Verification Checklist

When implementing signature verification:

• Use constant-time comparison - Prevents timing attacks (hmac.compare_digest in Python, crypto.timingSafeEqual in Node.js, subtle.ConstantTimeCompare in Go)
• Validate timestamp - Reject webhooks older than 5 minutes to prevent replay attacks
• Use raw body - Verify signature against the raw request body, not parsed JSON (parsing may alter whitespace)
• Store secret securely - Use environment variables or a secrets manager

Rotating Secrets

You can regenerate your webhook secret at any time in the Portal. After regenerating:

1. Update your server with the new secret
2. For zero-downtime rotation, temporarily accept both old and new secrets
3. Remove the old secret after confirming webhooks are working

Best Practices

1. Respond Quickly

Return 200 immediately, then process asynchronously:

Python

@app.route('/webhooks/cmfy', methods=['POST'])
def handle_webhook():
    payload = request.json

    # Queue for background processing
    background_queue.enqueue(process_webhook, payload)

    # Return immediately
    return jsonify({'received': True}), 200

JavaScript

app.post('/webhooks/cmfy', (req, res) => {
  const payload = req.body;

  // Queue for background processing
  backgroundQueue.add('processWebhook', payload);

  // Return immediately
  res.status(200).json({ received: true });
});

Go

func webhookHandler(w http.ResponseWriter, r *http.Request) {
    var payload WebhookPayload
    json.NewDecoder(r.Body).Decode(&payload)

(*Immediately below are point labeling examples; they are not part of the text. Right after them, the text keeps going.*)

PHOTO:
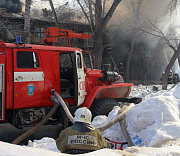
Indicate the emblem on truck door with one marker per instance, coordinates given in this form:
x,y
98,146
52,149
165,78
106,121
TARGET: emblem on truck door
x,y
30,88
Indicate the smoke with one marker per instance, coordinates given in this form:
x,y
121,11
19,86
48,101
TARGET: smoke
x,y
14,6
153,19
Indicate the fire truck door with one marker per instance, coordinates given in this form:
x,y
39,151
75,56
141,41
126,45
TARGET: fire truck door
x,y
80,87
2,87
28,79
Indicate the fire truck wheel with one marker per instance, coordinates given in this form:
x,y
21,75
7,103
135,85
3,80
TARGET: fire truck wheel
x,y
103,106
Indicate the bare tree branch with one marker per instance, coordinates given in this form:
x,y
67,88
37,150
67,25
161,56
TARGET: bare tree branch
x,y
90,24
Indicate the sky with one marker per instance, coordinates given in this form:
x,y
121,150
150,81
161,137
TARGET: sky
x,y
153,125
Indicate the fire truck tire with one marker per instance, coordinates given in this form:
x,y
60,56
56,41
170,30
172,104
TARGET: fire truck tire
x,y
103,106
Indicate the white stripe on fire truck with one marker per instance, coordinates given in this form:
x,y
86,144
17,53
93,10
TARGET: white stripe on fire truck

    // Queue for background processing
    go processWebhook(payload)

    // Return immediately
    w.WriteHeader(http.StatusOK)
    json.NewEncoder(w).Encode(map[string]bool{"received": true})
}

2. Handle Duplicates

Webhooks may be delivered more than once. Use the job_id for idempotency:

Python

processed_jobs = set()  # Use database in production

def process_webhook(payload):
    job_id = payload['job_id']

    if job_id in processed_jobs:
        return  # Already processed

    processed_jobs.add(job_id)
    # Process the job...

JavaScript

const processedJobs = new Set(); // Use database in production

function processWebhook(payload) {
  const { job_id } = payload;

  if (processedJobs.has(job_id)) {
    return; // Already processed
  }

  processedJobs.add(job_id);
  // Process the job...
}

Go

var processedJobs = make(map[string]bool) // Use database in production
var mu sync.Mutex

func processWebhook(payload WebhookPayload) {
    mu.Lock()
    if processedJobs[payload.JobID] {
        mu.Unlock()
        return // Already processed
    }
    processedJobs[payload.JobID] = true
    mu.Unlock()

    // Process the job...
}

3. Validate the Request

Verify the webhook is from cmfy.cloud (optional but recommended):

Python

@app.route('/webhooks/cmfy', methods=['POST'])
def handle_webhook():
    # Check request comes from expected IP ranges
    # or validate a shared secret in a custom header

    payload = request.json
    job_id = payload['job_id']

    # Optionally verify by fetching job status
    job = fetch_job_status(job_id)
    if job['status'] != payload['status']:
        return jsonify({'error': 'Status mismatch'}), 400

    # Process...
    return jsonify({'received': True}), 200

JavaScript

app.post('/webhooks/cmfy', async (req, res) => {
  // Check request comes from expected IP ranges
  // or validate a shared secret in a custom header

  const { job_id, status } = req.body;

  // Optionally verify by fetching job status
  const job = await fetchJobStatus(job_id);
  if (job.status !== status) {
    return res.status(400).json({ error: 'Status mismatch' });
  }

  // Process...
  res.status(200).json({ received: true });
});

Go

func webhookHandler(w http.ResponseWriter, r *http.Request) {
    // Check request comes from expected IP ranges
    // or validate a shared secret in a custom header

    var payload WebhookPayload
    json.NewDecoder(r.Body).Decode(&payload)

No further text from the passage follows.